Ainsi, pour un pays, la « caution » du FMI est souvent capitale, dans la mesure où elle
constitue un « signal » important pour les investisseurs étrangers. En outre, une écrasante
majorité d’Etats refusent d’accorder des prêts bilatéraux à des pays auxquels le FMI aurait
refusé de prêter.

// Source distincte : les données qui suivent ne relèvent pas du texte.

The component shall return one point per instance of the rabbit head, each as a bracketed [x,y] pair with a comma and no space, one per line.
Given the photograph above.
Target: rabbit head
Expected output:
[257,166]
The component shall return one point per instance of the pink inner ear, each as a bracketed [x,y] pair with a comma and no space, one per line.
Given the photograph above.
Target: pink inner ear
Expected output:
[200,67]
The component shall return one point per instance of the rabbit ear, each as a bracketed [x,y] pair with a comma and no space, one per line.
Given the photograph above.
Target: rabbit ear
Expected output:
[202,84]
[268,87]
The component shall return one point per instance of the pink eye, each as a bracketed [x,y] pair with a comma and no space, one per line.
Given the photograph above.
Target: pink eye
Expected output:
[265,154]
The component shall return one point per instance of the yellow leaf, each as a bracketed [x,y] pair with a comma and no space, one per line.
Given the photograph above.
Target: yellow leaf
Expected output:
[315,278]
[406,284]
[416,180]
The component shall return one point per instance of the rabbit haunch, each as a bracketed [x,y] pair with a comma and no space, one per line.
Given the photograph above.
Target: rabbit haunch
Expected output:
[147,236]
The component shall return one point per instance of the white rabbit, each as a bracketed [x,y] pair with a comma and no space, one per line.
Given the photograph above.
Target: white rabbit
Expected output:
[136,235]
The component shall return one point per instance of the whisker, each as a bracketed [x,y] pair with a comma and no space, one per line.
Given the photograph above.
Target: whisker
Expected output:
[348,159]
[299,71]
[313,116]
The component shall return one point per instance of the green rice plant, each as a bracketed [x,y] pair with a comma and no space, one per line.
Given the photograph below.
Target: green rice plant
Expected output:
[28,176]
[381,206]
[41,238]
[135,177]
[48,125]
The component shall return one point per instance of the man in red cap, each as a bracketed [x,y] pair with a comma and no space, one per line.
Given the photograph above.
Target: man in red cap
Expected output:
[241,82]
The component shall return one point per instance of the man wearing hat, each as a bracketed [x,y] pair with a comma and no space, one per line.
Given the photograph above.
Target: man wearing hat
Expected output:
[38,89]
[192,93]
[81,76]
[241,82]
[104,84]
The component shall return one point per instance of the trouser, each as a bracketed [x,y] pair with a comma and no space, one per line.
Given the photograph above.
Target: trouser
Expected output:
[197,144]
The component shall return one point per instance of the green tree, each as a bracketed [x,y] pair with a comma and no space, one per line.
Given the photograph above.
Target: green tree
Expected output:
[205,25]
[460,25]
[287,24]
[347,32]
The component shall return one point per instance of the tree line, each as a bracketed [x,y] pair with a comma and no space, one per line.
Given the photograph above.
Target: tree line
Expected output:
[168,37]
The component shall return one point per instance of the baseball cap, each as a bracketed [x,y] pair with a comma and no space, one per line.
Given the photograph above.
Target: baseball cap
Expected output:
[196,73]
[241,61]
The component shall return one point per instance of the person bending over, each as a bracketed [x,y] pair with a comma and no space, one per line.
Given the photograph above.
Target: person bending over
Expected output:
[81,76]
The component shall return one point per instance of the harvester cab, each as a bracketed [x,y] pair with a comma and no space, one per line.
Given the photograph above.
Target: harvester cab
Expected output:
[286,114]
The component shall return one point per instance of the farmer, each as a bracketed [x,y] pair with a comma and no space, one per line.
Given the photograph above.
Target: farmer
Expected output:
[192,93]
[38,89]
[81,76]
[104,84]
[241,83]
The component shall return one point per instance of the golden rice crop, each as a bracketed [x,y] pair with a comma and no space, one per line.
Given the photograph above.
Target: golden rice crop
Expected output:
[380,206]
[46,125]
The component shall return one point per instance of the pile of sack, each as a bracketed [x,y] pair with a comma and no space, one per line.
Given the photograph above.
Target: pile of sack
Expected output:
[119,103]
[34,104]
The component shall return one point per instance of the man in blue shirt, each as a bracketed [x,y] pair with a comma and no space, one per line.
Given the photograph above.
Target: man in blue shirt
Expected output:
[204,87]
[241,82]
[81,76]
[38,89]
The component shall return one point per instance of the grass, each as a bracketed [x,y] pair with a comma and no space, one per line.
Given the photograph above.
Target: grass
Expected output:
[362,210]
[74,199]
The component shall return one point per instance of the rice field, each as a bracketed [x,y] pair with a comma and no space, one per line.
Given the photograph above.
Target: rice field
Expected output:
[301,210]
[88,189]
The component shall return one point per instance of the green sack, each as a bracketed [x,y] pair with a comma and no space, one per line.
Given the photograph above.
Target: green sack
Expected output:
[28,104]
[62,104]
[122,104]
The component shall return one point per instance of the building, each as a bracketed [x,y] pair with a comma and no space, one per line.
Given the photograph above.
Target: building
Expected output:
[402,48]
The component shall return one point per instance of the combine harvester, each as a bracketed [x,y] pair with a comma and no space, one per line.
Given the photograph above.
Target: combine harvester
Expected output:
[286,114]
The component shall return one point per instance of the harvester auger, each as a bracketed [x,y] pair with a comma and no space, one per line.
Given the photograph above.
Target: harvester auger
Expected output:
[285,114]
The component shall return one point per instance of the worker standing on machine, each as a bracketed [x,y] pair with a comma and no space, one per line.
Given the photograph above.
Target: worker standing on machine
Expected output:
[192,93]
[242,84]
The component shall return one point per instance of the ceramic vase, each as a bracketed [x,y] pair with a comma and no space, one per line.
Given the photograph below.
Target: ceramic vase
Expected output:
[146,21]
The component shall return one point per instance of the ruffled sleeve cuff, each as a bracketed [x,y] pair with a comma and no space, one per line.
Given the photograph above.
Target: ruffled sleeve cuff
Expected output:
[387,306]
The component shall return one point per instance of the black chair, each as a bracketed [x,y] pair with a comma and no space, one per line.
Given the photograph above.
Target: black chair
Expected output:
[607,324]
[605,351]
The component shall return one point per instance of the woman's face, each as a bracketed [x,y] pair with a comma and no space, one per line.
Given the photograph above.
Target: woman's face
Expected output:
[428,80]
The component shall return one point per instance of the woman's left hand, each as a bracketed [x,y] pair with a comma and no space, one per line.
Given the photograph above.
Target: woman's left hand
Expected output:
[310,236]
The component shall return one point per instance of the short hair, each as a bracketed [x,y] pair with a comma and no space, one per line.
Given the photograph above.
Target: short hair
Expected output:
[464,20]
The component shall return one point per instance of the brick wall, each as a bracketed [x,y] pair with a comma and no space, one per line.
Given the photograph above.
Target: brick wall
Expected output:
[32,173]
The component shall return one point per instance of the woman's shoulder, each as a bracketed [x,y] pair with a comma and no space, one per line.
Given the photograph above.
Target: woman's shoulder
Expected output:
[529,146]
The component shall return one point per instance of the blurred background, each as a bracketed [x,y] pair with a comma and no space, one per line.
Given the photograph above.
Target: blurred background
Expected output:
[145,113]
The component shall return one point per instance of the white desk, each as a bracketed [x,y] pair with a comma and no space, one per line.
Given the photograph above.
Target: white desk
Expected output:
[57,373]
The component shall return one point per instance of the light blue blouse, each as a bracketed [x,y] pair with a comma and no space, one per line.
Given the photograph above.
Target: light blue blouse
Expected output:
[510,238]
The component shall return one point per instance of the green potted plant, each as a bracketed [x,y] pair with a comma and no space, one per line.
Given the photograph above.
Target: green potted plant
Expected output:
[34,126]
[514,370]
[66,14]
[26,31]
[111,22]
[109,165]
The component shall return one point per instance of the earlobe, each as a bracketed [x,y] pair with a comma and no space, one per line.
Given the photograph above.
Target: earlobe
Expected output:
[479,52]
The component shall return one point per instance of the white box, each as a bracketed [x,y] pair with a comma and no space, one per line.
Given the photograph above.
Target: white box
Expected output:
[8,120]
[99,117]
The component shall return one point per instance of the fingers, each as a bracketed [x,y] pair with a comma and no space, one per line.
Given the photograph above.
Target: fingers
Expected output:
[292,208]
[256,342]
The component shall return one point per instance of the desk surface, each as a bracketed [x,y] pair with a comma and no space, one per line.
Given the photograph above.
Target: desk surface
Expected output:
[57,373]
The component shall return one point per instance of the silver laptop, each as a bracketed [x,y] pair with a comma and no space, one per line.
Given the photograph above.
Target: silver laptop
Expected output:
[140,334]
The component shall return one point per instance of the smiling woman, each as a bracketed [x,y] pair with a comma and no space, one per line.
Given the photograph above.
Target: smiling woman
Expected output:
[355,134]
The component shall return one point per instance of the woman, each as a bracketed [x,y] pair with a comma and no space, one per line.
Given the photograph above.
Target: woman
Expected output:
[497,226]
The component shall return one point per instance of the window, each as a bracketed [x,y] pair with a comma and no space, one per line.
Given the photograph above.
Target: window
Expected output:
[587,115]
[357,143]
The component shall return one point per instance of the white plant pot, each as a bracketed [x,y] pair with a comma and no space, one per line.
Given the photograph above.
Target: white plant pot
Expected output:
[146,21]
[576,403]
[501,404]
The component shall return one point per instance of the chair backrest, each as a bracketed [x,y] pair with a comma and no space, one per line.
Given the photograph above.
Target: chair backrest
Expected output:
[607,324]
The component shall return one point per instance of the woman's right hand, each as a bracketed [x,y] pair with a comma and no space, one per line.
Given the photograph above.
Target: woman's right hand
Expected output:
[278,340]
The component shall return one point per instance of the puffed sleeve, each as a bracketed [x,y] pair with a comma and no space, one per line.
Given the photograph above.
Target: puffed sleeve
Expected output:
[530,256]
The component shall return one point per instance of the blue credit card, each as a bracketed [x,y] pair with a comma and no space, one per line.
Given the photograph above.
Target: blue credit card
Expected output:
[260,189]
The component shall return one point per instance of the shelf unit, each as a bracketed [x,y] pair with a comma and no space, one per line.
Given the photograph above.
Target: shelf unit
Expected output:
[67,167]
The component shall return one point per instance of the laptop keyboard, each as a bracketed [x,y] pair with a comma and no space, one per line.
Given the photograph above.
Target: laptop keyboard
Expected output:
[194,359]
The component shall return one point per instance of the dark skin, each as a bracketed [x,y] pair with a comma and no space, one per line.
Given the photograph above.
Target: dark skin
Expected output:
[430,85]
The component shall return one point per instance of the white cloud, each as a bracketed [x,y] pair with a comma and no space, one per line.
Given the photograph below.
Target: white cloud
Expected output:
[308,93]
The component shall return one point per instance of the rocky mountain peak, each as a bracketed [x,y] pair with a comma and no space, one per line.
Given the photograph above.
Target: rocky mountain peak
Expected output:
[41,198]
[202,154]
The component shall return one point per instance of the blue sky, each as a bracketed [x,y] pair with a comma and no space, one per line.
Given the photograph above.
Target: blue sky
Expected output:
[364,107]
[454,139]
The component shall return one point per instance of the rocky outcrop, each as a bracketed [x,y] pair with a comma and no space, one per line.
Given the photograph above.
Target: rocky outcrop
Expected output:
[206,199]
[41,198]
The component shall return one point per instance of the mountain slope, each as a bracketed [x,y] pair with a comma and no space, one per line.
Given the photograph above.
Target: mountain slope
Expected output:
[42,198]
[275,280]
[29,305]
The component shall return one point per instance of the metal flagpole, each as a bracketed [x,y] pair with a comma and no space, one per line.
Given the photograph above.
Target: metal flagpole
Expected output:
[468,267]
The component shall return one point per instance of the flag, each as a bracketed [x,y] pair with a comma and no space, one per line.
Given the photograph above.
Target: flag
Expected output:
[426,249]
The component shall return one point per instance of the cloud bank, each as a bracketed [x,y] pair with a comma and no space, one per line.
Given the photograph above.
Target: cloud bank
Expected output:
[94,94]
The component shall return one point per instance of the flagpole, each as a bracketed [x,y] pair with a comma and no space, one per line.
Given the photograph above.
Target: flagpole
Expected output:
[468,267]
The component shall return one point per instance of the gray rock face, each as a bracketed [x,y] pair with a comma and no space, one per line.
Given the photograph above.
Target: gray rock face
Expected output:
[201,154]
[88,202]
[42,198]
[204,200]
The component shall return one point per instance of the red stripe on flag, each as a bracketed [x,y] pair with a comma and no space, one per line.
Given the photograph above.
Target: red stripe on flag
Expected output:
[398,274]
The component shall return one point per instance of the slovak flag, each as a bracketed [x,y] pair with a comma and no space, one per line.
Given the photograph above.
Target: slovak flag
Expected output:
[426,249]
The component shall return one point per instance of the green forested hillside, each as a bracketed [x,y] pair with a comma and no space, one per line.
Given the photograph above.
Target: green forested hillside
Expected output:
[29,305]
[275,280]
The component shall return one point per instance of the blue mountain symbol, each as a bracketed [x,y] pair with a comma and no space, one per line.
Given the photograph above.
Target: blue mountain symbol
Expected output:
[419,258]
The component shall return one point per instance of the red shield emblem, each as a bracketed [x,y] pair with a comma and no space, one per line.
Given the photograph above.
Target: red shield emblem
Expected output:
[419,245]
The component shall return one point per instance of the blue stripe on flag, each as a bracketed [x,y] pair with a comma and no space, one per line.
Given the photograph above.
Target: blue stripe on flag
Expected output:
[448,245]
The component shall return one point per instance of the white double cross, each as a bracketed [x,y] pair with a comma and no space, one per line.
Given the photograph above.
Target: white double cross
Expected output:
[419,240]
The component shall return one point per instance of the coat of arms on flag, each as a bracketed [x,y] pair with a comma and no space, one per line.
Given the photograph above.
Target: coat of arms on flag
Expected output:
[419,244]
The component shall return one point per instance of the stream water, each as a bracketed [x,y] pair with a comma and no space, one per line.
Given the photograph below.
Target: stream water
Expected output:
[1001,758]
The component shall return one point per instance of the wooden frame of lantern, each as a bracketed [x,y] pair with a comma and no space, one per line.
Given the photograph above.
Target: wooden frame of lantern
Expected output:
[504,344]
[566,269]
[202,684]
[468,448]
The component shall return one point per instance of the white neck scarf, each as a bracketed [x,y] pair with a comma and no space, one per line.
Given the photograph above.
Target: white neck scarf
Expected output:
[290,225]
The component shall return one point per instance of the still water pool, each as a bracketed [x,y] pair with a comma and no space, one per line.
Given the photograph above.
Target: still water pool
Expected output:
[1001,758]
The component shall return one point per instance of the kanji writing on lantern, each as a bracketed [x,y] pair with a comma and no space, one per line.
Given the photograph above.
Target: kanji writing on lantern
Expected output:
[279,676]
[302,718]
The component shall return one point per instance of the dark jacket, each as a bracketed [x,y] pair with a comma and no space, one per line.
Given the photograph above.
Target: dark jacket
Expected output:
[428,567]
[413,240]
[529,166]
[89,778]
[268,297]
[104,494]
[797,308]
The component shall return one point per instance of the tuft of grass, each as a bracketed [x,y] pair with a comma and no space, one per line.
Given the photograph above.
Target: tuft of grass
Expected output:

Le véritable pouvoir du FMI n’est donc pas de prêter, mais de ne pas prêter :
si le FMI refuse de prêter à un Etat, il est très peu probable que quelqu’un d’autre le fasse.
Mis à part la mise les prêts, qui constituent l’essentiel de l’activité du FMI, cette
institution peut également offrir à ses pays membres des conseils dans le domaine
économique ; une assistance technique ; et des programmes de formation.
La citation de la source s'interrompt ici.